Mitochondria and mtDNA
Mitochondria are cellular powerplants that produce energy in the form of ATP for the cells needs. In addition to the energy production, mitochondria serve fundamental roles in cellular signaling, generating and regulating reactive oxygen species (ROS), buffering cytosolic calcium levels and regulating apoptosis. Mitochondrial function also regulates cellular fate choices and is especially important in stem cells regulating quiescence, activation, self-renewal and differentiation of the stem cell pools.

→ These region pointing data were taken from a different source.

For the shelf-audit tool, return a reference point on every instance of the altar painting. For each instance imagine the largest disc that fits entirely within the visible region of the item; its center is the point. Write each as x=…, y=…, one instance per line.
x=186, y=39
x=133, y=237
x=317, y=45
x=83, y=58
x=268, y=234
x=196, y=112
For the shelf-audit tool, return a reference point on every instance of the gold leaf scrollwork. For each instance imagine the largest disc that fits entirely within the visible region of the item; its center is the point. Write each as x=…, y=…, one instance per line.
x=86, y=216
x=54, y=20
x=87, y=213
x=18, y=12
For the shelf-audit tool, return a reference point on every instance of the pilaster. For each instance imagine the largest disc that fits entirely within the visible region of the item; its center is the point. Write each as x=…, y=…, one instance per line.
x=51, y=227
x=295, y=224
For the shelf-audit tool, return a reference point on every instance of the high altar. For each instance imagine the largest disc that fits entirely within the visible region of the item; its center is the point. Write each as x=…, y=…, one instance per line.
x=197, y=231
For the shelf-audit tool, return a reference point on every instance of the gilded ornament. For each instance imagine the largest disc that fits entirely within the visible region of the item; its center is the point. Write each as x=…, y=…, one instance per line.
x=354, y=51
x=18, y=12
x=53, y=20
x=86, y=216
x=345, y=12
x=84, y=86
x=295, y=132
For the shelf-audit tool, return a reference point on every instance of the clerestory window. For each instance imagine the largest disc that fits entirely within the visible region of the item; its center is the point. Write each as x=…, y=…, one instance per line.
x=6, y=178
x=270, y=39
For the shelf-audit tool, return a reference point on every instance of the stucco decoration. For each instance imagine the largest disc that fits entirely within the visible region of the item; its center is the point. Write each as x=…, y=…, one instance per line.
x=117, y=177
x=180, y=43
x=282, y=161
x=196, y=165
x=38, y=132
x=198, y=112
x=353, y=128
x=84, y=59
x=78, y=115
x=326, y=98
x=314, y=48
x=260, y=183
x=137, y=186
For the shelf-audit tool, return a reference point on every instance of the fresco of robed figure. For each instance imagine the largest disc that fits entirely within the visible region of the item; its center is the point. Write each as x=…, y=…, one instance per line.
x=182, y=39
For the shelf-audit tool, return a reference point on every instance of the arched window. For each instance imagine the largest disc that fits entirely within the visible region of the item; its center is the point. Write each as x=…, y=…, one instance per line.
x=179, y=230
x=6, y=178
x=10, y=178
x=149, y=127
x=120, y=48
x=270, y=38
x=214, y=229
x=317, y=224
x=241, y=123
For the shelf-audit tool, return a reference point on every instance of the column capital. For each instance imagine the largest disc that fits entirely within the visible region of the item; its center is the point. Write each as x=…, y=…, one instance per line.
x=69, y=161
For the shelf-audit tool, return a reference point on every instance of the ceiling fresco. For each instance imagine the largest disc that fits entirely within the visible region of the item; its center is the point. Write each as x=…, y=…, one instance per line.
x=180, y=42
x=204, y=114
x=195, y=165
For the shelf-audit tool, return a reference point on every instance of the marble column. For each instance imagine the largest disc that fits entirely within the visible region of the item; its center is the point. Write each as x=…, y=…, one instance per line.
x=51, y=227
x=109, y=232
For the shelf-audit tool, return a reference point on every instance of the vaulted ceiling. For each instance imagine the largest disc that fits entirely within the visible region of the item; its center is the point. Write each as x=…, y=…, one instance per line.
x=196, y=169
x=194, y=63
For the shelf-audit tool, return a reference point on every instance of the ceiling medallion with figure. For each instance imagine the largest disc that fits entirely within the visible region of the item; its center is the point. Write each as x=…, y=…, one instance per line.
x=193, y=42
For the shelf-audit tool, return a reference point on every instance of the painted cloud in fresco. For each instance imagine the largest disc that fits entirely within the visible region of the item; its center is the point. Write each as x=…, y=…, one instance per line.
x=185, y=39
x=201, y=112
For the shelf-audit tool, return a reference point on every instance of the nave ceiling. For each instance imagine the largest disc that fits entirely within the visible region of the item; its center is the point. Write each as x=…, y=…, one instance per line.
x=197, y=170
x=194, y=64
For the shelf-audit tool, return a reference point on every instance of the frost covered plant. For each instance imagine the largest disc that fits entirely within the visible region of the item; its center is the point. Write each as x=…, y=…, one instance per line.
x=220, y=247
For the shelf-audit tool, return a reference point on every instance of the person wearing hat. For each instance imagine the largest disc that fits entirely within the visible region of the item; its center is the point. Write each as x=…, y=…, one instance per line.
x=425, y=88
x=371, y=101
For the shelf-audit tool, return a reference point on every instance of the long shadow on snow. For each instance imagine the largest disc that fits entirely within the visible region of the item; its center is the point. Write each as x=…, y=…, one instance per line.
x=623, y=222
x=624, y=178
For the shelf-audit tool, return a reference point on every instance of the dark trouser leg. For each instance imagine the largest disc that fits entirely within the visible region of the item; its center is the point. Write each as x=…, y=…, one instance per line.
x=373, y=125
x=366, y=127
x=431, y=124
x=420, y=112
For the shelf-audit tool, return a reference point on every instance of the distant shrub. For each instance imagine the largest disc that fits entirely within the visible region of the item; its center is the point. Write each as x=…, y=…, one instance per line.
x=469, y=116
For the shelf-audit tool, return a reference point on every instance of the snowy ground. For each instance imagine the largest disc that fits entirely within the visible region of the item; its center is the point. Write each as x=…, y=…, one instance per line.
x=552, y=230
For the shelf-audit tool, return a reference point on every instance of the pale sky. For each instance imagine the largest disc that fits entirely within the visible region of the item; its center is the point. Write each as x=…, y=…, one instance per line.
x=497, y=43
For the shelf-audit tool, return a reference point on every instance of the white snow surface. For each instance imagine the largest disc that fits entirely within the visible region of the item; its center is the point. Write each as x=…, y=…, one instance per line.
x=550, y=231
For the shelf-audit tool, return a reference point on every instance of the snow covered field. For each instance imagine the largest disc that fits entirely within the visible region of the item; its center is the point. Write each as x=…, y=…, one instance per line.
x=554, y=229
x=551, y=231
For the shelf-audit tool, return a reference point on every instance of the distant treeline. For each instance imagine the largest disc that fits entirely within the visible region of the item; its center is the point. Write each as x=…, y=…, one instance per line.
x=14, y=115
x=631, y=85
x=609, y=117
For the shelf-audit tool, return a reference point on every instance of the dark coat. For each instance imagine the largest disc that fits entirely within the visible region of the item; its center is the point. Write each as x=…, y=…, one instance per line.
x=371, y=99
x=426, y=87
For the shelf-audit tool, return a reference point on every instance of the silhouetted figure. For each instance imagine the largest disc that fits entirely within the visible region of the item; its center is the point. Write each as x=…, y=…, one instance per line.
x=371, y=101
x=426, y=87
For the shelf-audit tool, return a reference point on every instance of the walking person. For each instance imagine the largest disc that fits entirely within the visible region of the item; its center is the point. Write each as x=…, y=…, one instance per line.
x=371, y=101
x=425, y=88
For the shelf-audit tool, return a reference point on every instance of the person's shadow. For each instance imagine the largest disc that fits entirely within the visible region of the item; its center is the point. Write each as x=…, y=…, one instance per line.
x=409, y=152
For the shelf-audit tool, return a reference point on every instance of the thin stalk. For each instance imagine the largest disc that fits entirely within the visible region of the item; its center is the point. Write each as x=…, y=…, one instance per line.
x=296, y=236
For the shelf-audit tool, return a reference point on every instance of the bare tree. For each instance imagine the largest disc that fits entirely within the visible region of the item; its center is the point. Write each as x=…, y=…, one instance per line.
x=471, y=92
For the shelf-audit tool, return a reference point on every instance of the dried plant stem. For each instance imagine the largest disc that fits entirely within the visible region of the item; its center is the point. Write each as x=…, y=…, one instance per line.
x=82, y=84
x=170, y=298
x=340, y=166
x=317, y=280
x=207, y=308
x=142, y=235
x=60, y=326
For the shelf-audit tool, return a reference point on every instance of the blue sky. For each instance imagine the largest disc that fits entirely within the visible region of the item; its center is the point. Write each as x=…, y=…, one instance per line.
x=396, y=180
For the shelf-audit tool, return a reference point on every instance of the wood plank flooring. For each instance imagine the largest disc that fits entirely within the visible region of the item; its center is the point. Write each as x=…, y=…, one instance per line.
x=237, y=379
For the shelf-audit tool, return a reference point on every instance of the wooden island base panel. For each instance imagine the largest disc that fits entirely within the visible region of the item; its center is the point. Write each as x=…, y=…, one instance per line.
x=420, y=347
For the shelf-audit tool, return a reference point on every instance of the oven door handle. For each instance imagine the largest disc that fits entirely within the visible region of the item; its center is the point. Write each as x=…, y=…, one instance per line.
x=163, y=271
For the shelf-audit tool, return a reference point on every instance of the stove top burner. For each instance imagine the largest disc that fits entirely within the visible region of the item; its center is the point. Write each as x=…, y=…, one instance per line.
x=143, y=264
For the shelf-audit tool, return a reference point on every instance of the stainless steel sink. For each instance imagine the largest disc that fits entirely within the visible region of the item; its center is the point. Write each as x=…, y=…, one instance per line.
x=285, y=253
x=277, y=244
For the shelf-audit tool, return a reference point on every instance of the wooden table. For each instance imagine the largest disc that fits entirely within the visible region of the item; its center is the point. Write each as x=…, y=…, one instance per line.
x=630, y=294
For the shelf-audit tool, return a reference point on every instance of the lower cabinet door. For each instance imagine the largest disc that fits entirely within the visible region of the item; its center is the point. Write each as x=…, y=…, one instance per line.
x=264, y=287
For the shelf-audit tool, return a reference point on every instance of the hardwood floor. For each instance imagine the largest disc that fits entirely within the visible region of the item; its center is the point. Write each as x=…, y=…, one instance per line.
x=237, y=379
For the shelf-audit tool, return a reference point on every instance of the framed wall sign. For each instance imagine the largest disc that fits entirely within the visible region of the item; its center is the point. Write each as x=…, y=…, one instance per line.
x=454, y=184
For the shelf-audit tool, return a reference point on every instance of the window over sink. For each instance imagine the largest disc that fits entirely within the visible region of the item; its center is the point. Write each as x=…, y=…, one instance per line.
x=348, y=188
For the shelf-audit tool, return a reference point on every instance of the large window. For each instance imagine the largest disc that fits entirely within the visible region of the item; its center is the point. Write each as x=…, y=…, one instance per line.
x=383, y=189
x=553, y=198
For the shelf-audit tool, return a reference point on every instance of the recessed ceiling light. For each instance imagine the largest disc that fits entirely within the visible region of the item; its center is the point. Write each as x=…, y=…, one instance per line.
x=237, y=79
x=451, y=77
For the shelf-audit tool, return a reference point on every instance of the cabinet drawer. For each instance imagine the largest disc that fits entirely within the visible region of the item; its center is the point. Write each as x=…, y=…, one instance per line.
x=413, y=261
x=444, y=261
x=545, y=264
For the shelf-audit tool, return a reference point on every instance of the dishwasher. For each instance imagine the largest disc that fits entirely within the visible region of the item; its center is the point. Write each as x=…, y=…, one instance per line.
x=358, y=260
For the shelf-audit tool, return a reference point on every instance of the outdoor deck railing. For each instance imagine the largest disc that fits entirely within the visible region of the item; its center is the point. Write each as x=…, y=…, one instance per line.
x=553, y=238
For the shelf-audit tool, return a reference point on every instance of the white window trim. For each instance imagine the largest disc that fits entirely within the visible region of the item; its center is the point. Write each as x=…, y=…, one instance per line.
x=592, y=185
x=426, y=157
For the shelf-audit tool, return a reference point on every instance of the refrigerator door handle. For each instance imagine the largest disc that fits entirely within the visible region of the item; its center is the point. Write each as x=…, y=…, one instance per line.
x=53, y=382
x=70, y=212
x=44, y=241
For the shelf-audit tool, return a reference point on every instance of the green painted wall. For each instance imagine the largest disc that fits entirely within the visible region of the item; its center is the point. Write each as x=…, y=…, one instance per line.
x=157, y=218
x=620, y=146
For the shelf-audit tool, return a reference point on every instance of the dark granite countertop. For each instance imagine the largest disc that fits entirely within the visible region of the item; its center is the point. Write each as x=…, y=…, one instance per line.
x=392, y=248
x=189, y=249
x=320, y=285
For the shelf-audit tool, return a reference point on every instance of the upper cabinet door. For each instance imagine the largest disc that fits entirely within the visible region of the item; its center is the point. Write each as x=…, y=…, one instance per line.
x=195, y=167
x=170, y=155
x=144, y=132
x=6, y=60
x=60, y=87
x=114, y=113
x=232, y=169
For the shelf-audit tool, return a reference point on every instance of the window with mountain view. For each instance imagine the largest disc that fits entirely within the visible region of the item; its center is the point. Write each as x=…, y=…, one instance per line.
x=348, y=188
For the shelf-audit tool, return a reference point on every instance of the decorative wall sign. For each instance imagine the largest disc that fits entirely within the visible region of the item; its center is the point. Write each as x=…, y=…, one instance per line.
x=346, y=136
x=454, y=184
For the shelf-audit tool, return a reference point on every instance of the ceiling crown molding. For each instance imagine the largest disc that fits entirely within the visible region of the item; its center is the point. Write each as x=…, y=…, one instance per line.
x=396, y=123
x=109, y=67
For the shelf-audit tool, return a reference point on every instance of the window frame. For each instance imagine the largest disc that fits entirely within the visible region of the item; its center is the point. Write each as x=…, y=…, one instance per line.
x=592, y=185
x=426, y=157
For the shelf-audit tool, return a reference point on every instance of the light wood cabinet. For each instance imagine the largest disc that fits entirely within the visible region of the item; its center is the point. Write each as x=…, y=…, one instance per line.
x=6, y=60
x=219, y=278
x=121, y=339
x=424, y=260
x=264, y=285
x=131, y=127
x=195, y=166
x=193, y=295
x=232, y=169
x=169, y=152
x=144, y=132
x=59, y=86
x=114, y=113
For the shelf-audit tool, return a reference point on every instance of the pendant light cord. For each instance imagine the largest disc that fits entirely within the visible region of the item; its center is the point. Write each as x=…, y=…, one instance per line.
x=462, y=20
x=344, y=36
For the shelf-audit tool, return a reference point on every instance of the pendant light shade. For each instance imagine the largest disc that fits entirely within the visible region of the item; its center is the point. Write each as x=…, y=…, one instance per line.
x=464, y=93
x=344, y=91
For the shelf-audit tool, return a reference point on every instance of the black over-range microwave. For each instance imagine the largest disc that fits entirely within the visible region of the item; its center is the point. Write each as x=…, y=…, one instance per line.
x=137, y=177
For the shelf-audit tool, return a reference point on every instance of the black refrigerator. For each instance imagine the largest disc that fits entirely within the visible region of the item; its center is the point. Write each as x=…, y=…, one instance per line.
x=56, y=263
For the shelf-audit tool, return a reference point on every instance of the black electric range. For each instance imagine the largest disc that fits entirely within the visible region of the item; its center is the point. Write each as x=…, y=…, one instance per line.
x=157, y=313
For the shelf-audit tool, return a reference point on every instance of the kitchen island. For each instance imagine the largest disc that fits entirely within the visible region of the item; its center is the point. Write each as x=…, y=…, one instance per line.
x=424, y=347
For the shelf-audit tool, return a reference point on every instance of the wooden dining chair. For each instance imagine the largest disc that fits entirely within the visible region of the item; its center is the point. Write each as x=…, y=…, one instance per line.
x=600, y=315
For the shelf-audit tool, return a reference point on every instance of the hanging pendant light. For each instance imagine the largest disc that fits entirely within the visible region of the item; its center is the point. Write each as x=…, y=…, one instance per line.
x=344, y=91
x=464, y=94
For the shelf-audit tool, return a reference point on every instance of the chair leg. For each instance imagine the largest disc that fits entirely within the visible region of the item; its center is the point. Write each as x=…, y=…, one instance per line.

Mitochondria possess multiple copies of their own DNA and are under dual genetic control by nuclear genome and their own genome. We are interested in the maintenance of the mtDNA and the importance of mtDNA integrity in regulating aging and self-renewal of stem cell pools.
Mitochondria play a role in several human disorders, and since both nuclear and mitochondrial DNA encode mitochondrial proteins, mutations in both genomes can lead to mitochondrial disorders. The manifestations of these diseases vary from infantile multisystem disorders to adult-onset myopathies and neurodegeneration, and indeed, mitochondrial disease can occur in any organ-system, with any age of onset. The most commonly affected tissues are those that need most energy, namely the brain and the heart.
The pathological mechanisms underlying mitochondrial disease mechanisms are largely unknown. This is mainly due to the lack of proper experimental model systems. Introduction of exogenous DNA to mitochondria has been unsuccessful, preventing generation of animal models. Stem cell-derived technology allows optimal usage of patient material and generation of in vitro models of those cell types that are relevant for the disease phenotype.
Stem cell derived models
Induced pluripotent stem (iPS) cells are somatic cells that have been reprogrammed back to a pluripotent stem cell stage. Similarly to embryonic stem cells, they can differentiate to any cell type found in the adult body. Since they can be derived from patients, they have opened up new ways to use patient cells in research. Using this technology it is possible to study disease mechanisms in living patient neurons or cardiac cells, or any other cell type that would otherwise not be available for research purposes.
We are developing novel stem cell based model systems, including a human cell-based model for the blood-brain barrier where stem cell-derived cells are combined with microfluidic devices and novel biomaterials.